United States District Court, Western District of Washington
Feb 21, 2023
3:23-CV-5088-DGE (W.D. Wash. Feb. 21, 2023)

Opinion

3:23-CV-5088-DGE

02-21-2023

CAMEO LOREE GARRETT, Plaintiff, v. ARCHDIOCESE OF TACOMA, et al., Defendants.


Noting Dated: March 10, 2023

REPORT AND RECOMMENDATION

David W. Christel United States Magistrate Judge

Plaintiff Cameo Loree Garrett, proceeding pro se, initiated this action on February 3, 2023. See Dkt. 1. The District Court has referred Plaintiff's pending Application to Proceed In Forma Pauperis (“IFP”) and proposed complaint to United States Magistrate Judge David W. Christel pursuant to Amended General Order 11-22.

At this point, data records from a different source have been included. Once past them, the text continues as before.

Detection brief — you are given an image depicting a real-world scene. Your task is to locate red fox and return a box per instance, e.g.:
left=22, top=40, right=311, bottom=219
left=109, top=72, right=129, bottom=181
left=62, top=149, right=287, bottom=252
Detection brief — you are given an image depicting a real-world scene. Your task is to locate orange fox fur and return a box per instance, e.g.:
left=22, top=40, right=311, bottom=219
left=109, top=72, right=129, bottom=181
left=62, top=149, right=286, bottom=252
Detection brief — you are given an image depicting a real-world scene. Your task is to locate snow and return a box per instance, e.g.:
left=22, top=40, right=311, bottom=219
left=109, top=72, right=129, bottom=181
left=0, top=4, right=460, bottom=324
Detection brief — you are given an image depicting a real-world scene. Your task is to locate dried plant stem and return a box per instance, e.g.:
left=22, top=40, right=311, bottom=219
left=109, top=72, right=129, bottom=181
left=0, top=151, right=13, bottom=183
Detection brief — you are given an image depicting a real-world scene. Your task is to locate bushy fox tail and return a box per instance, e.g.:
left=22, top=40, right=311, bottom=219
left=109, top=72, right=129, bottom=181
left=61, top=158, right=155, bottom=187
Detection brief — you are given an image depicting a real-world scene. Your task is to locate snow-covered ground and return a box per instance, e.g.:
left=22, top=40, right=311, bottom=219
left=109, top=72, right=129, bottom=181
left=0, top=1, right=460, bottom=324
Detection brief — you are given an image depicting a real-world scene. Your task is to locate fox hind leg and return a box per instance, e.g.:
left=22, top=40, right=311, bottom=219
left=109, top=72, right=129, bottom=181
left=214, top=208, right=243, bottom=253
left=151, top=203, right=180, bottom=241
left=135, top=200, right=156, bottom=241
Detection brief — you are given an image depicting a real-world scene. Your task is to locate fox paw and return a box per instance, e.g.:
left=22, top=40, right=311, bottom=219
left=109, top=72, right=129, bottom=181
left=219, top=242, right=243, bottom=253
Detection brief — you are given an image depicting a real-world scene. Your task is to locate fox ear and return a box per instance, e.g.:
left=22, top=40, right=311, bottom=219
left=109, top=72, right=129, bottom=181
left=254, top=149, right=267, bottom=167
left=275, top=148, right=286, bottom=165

Having reviewed Plaintiff's Application to Proceed IFP and screened the proposed complaint under 28 U.S.C. § 1915(e)(2), the Court recommends Plaintiff's Application to Proceed IFP be denied and this case be dismissed.

I. Background

On February 3, 2023, Plaintiff filed the proposed complaint naming the Archdiocese of Tacoma, the Archdiocese of Seattle, the Archdiocese of Spokane, the Roman Catholic Church, Holy See, Vatican of the Holy See, City of Tacoma, Tacoma Police Department, Lakewood Police Department, Lakewood Court, Nisqually Jail, Catherine Middleton, Adolf Hitler - family members and clones --, and Multicare Hospital as Defendants. Dkt. 1-1. Plaintiff filed the Application to Proceed IFP that same day. Dkt. 1.

II. Discussion

The district court may permit indigent litigants to proceed IFP upon completion of a proper affidavit of indigency. See 28 U.S.C. § 1915(a). However, the “privilege of pleading in forma pauperis . . . in civil actions for damages should be allowed only in exceptional circumstances.” Wilborn v. Escalderon, 789 F.2d 1328 (9th Cir. 1986). The Court has broad discretion in denying an application to proceed IFP. Weller v. Dickson, 314 F.2d 598 (9th Cir. 1963), cert. denied 375 U.S. 845 (1963).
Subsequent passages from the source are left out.